Hal-hal yang memberatkan politikus Partai Kebangkitan Bangsa (PKB) ini adalah tindakannya bertentangan dengan program pemberantasan korupsi. Imam juga dianggap berusaha menutupi perbuatannya dengan tidak mengakuinya. Adapun hal-hal yang meringankan adalah terdakwa bersifat sopan, masih memiliki tanggung jawab terhadap keluarga, dan belum pernah dipidana.
Beri kesempatan saya untuk melakukan perenungan sekaligus pendalaman sesuai fakta-fakta persidangan. Kami akan pikir-pikir dan berusaha agar aliran dana Rp 11,5 miliar dari KONI ini terbongkar.

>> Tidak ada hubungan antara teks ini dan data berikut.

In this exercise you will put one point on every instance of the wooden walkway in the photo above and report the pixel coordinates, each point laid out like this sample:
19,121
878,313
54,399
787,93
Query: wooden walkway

Sebelumnya, dalam kasus yang sama, asisten pribadi Imam, Miftahul Ulum, telah divonis 4 tahun penjara dan denda Rp 200 juta subsider 3 bulan kurungan. Ulum dinilai hanya melaksanakan arahan Imam untuk kepentingan Imam.
Dalam persidangan diungkap bahwa Imam memberikan disposisi kepada Miftahul Ulum untuk bertemu dengan pihak KONI Pusat, yaitu Ending Fuad Hamidy dan Jhony E Awuy. Pertemuan tersebut untuk membicarakan besaran fee pengajuan proposal KONI Pusat untuk program peningkatan dan pengawasan kegiatan olahraga nasional. Apabila fee diberikan, proposal dijanjikan dapat segera diproses dan disetujui pencairannya.
Imam melalui Ulum menerima gratifikasi secara bertahap yang seluruhnya berjumlah Rp 8,648 miliar. Mereka juga menerima Rp 2 miliar dari Bendahara Pengeluaran Pembantu (BPP) Program Indonesia Emas (Prima) Kemenpora Lina Nurhasanah sebagai pembayaran jasa desain konsultan arsitek. Dana itu bersumber dari anggaran Satlak Prima.
Keduanya juga menerima Rp 1 miliar dari PPK Program Satlak Prima Kemenpora Edward Taufan Pandjaitan. Mereka juga menerima Rp 400 juta dari BPP Peningkatan Prestasi Olahraga Nasional (PPON) Supriyono yang berasal dari pinjaman KONI Pusat (Kompas, 16 Juni 2020).
Selain itu, Imam dan Ulum juga dinilai terbukti menerima suap Rp 11,5 miliar untuk mempercepat proses proposal dukungan KONI Pusat dalam rangka pengawasan dan pendampingan program peningkatan prestasi olahraga nasional pada Asian Games 2018 dan Asian Para Games 2018.
Menurut majelis hakim, tindakan yang dilakukan Imam tersebut memenuhi unsur pidana menerima hadiah atau janji, bentuknya dapat berupa apa saja, karena melakukan sesuatu dalam jabatannya.